Modern sports facilities generally come in two flavors: outdoor stadiums and indoor arenas. It seems that everybody–pro sports teams, colleges, municipalities–wants either a new or better one. While they're both challenging to design, they're also very different.

"Arenas tend to have an abundance of mid/low reverberation and plenty of large curved surfaces that create reflections," says Sam Berkow, Pro AV columnist and founding partner of SIA Acoustics, which recently handled the sound updates to Oriole Park at Camden Yards. "In stadiums, the overall reverberation time is low but you have pockets of poor sound environments. Sound system coverage is always the biggest problem, whether it's overlap zones or not enough coverage." However, trying to get stadium owners to integrate acoustical treatment on large surfaces is hard. "It's tricky because sound-absorptive material tends not to survive in high traffic areas," Berkow says. "And covering a large surface area increases the costs dramatically."

One technique that Berkow uses to add absorptive material to an indoor arena is to festoon mid-density fiberglass banners in a shallow U-shape on 60 to 80 percent of the arena's ceiling. This technique can also be used in stadiums with domed ceilings, but the downside is the expense for covering a large area.

Glass balcony railings and corporate suite windows are popular in indoor arenas, but they also create acoustical problems. "We try to slant the glass up and away from the seating area, or we minimize the energy going towards it by not aiming a loudspeaker there," says Berkow.

In outdoor stadiums, the SIA Acoustics team will work with the architect from day one to try and create underbalcony spaces with a tall ceiling and advantageous angle to direct sound. "A tip is to angle some of the underbalcony surfaces or create surfaces that scatter sound. As a result, you end up with less reflection," Berkow says.

For existing balconies, he observes, "It is harder and harder to get retrofit space on an overhang because dimensions are so tight. You could use the space on the front of balconies, but they are dominated by signage. Another alternative is to work with the signage people to create microperforated signs with acoustical batting behind them."

For both types of venues, it's important to control off-axis energy from loudspeakers. When it comes to outdoor field seating in particular, the trick is to roll off the low frequency at the underbalcony loudspeakers but pair them with a full-range loudspeaker firing in the opposite direction.

"The idea is to limit the bandwidth of the speaker in the underbalcony space to control coverage. Single speakers often become omnidirectional below 250 Hz and now that energy is bouncing all over the concrete, which takes away from articulation," Berkow says.

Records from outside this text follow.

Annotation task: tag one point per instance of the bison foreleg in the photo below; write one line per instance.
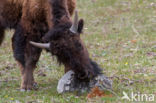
(27, 57)
(1, 33)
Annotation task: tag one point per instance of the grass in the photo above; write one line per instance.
(120, 37)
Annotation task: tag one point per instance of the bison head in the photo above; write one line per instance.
(65, 43)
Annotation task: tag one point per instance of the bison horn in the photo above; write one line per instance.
(74, 27)
(41, 45)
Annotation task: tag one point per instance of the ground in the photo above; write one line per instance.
(120, 36)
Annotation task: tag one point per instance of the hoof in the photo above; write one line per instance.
(64, 82)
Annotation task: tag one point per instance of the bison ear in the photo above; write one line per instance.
(80, 26)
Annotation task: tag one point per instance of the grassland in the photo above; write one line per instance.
(120, 36)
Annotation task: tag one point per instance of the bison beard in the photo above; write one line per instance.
(31, 19)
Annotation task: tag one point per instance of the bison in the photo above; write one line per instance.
(31, 19)
(46, 24)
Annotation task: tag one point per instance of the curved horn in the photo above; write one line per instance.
(74, 27)
(40, 45)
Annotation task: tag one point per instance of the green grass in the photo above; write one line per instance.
(120, 36)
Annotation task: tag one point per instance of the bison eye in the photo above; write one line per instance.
(78, 45)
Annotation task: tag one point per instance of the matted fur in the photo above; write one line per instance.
(31, 19)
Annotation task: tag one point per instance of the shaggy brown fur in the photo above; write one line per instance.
(31, 19)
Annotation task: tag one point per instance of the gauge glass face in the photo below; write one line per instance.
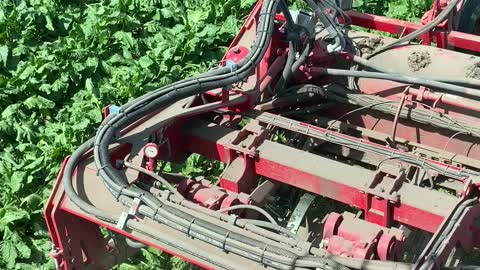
(151, 151)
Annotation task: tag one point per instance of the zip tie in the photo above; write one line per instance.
(125, 216)
(199, 83)
(119, 193)
(190, 227)
(225, 240)
(263, 254)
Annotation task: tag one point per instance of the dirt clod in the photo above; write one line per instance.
(419, 60)
(474, 71)
(369, 45)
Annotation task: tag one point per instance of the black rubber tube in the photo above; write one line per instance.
(462, 81)
(403, 79)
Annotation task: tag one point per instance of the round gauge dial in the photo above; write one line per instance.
(150, 150)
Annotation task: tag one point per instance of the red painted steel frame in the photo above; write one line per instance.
(309, 180)
(441, 37)
(66, 225)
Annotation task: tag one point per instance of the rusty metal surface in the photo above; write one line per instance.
(90, 188)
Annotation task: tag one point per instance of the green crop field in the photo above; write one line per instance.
(62, 61)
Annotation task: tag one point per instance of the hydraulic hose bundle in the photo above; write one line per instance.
(156, 208)
(179, 215)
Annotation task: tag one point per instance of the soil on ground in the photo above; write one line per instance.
(419, 60)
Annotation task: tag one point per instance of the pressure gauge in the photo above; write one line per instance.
(150, 150)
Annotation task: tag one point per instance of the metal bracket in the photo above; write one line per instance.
(132, 212)
(386, 189)
(299, 213)
(240, 144)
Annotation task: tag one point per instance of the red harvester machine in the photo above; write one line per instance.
(305, 107)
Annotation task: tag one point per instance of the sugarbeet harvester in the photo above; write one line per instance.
(342, 149)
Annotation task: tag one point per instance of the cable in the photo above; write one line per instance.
(396, 77)
(357, 110)
(155, 176)
(250, 207)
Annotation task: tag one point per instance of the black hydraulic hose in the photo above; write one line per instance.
(287, 70)
(428, 27)
(272, 226)
(70, 191)
(170, 94)
(250, 207)
(330, 26)
(462, 81)
(301, 59)
(402, 78)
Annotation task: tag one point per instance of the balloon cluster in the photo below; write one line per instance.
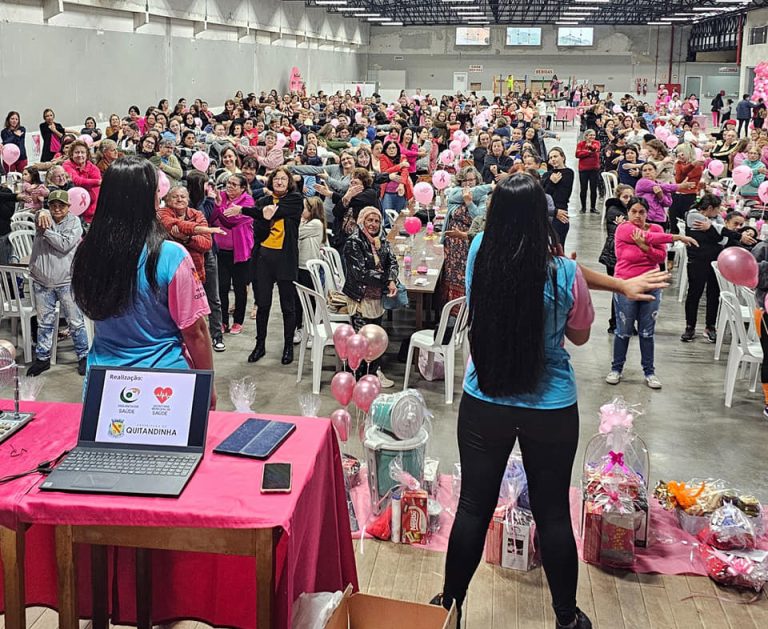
(353, 348)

He warns that ultradistributed systems, in which architects or owners try to hide extra-small loudspeakers in signage or railings to bring direct sound closer to the seats, are gimmicky. "You pay more for packaging than performance," he says. "There is always another alternative to improve the listening experience. The key is to EQ the speaker so that the interaction with the room is optimal. The computer is there to quantify the interaction and response, but critical listening is always part of the process."